I am astonished. Again, they laugh.

“You do not believe such a thing?”

“I believe, Sergeant, but how do the villagers that live there avoid gazing upwards? How is it possible?”

“No! Is not the really story,” interrupts Constable Mokwoena, who comes from the region. His thick accent is not easily understood. “Don’t believe the bad story, they the wrong ones. The mountain, we call Modimolle. My grandmother tells me the really story as I’m stilly young. When the father of my grandfather run from the Impis of Shaka Zulu, they hide here.”

Mokwoena points out the back window at the hill receding in the distance

“The mountain protect the peoples, so name mean Blessing of the God.”

Three days later, we travel back to Johannesburg and my colleagues are asleep in the van. As we pass Fist Mountain, I cannot look away. I stare, riveted. I want to understand the ancient beliefs.

I want to believe now, because Merilyn is in hospital in renal failure. My mother-in-law saw fairies when she was a child, collects miniatures in porcelain and pewter, plants impatiens in the garden for them. Or used to before she got ill.

“They were swathed in bands of colour,” she told me, when I sat at her bedside and asked her to tell me the story again. “Such pretty colours too–lilac and mauve, yellow and gold.”

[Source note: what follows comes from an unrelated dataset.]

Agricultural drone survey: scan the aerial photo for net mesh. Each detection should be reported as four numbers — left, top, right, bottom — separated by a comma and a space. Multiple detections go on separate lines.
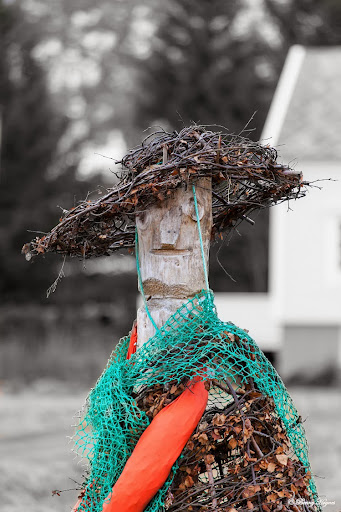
73, 289, 320, 512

“How old were you when you saw them, Mum?” I asked. Her dying has been so slow and painful.

“Oh, I’m sure I was five. Mary was four.”

“What do fairies do?” I hate watching her, yellow and bloated, battling for breath.

“They hovered over our heads and waved to us. You know, people still laugh at me when I tell them this, they think I’m joking.”

“But you aren’t.”

“No, I saw those fairies.”

If I stare at the mountain, perhaps the fairies (who are surely relations of the ancestors) will fetch her. I will them to call her to the other side. If I point at Fist Mountain, might I persuade the deities that a cross-cultural exchange would be a fair deal?

The road to Limpopo Province is straight and empty on a Sunday morning. It is three weeks since the trip with the band, and I drive alone.

I stop next to a wire fence that keeps cows from wandering onto the road. I remove a china fairy from my bag and place her beside the creosoted post, pointing her serene gaze towards the jagged rock.

The fairy will remind the mountain god of my grateful thanks for opening the hands of the ancestors who took Merilyn home.